When you’re starting out as a WordPress designer, it’s tempting to start spending money on anything shiny that might make your job easier. The mere act of investing in a book, software license, or online course can make you feel like you’ve accomplished something just by virtue of your purchase. (Ask me how I know.) But it’s smart to hold off and spend your money where it can best go to work for you in providing value to your clients.
I’ve talked before about five favorite tools for freelancers, and now I’d like to focus on five tools specifically for WordPress that I’ve found to be worth the investment. Each of these is a premium plugin or other tool, and these are affiliate links. That means I receive a small commission, but I share out of love, not greed. Seriously – I wish someone had recommended these tools to me when I was getting started. Could have saved a lot of money on shiny things.
WP101 makes life easier for everyone. For you, for me, for your clients. It’s a series of professionally produced video tutorials on the use of WordPress, and it covers the very basics (how to insert an image into a post) up to the more complex tasks like installing plugins and themes. As a designer/developer, you can get a monthly subscription for just $19/month that will allow you to install the videos on unlimited client sites.
The easiest way to use this plugin is to set up the videos either on a demo site or on your client’s site while you’re still in the development process. It saves you and your client time, because your client can be working through the tutorials while you’re building a fabulous new website. Check out a sample video at WP101Plugin.com.
When I first decided to redesign my own website, I happened upon the Genesis Framework for WordPress because I was a regular reader of Copyblogger and I’d seen it mentioned there. The framework allows me to quickly and efficiently customize a WordPress site based on one of StudioPress’ many different themes or to easily build my own child theme.
The best thing about the Genesis framework—and this is particularly helpful for new freelancers—is the community of developers, designers, and users. The StudioPress support forum is a great place to go when you’re ready to try something new and want to check ahead of time to make sure it will work, or you can’t quite get things set up the way you’d like. There’s also one-on-one support available for basic theme questions. I’ve learned so much from the Genesis community and have tremendous respect for the various developers and designers who use it. If you’re fairly new to working with WordPress, this is a great place to start.
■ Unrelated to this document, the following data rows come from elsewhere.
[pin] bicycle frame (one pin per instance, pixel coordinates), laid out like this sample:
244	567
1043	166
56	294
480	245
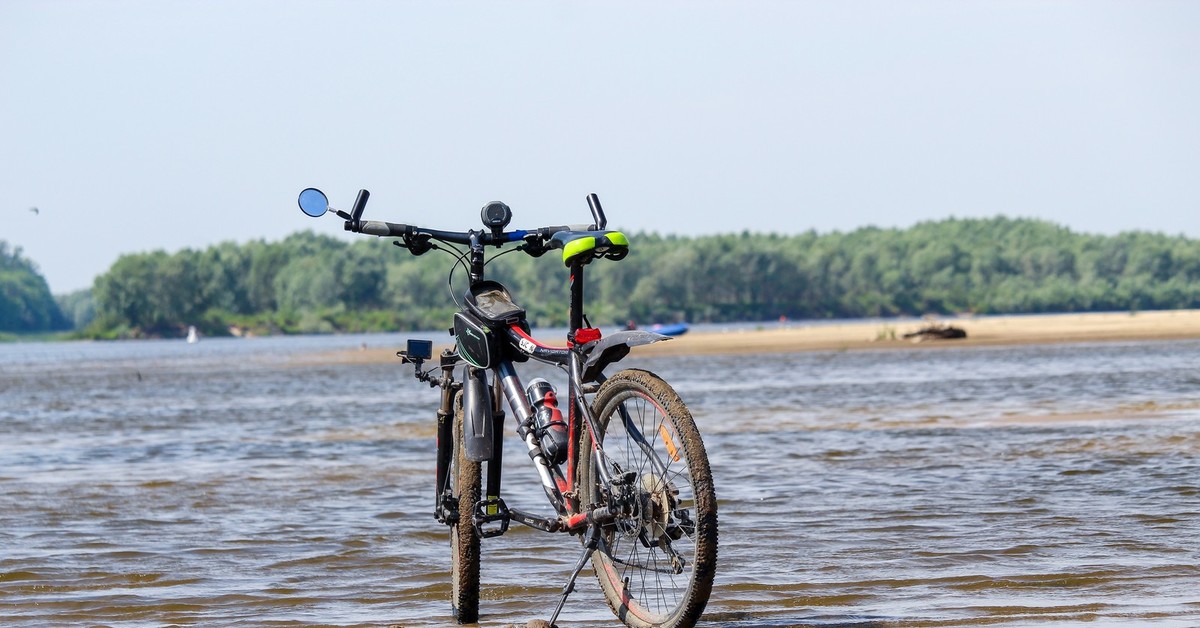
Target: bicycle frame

The framework itself is $59.95, or you can get an individual theme plus the framework for $79.95.
When I was starting out, I chose to invest after a few months in the Pro Plus All-Theme package so I’d have lifetime access to all of themes (current and future) that StudioPress offers. I like having all of the themes at my disposal so that if I see something cool that one theme includes, I can check it out and figure out how to implement something similar as part of a theme for a client. Yes, it’s a lot of money to plunk down, but I think it’s worth it. If you just want to start out with the framework and one theme, you can then upgrade to the full package later with your initial purchase credited towards the price of the package.
Just buy it.
Maybe that’s too blunt. But—you really will not regret investing in a Gravity Forms developer’s license. Anything fancy-schmancy you need to create, form-wise, for a client? You can do it with Gravity Forms. Simple ordering of products, managing an email signup form, registering members of a group, creating a poll, it slices, it dices, it fricassees. Get. Gravity. Forms. A developer’s license is $199/year and includes tons of add-ons that will transform you into a form-creating superstar.
My goodness, are there a lot of slideshow plugins out there. So many options.
I like Soliloquy for three reasons:
- It’s responsive, so it doesn’t go nutso on a moblie device.
- It’s easy to figure out, so clients won’t be confused when they try to update their slideshows.
- It was recommended to me by my super-WordPress-genius friend Brandon Kraft, so I know it’s good stuff.
You can see an example of Soliloquy in use on this slideshow. A developer’s license is good on unlimited sites, forever and ever, and it’s $99. (An individual site license is $19.) The developer of the plugin comes out with frequent cool add-ons and provides great support. I’ve tried other slider plugins, but this is the one I recommend.
Yeah, you heard me! Backup Buddy!
Heh. Just a little non-funny database backup plugin humor there.
Backup Buddy is a lovely plugin that takes the hassle out of three things:
- Back up your sites and your clients’ sites – you can create a backup manually before making changes to a site, and schedule daily (or however frequent) backups to the storage location of your choosing – including new cloud storage included with the cost of the plugin.
- Restore a site if something goes wonky.
- Move a site from one place (wherever you’re developing the site) to another (wherever your client is hosted). SO easily.
It’s got other features, too, but those are the biggies. A developer’s license is $150/year and lets you use it on unlimited sites. Your clients will love knowing that you’ve set up their sites to be automatically backed up, and you’ll love how easy it is to set things right if something goes awry.
Related: Chris Lema makes an excellent argument for why plugin prices are too low. Another reason to invest in these tools now. And, as Chris argues, if you think about it in terms of time you’ll save and value you’ll bring to your client, you’ll make your money back in short order using these and other high-quality WordPress plugins.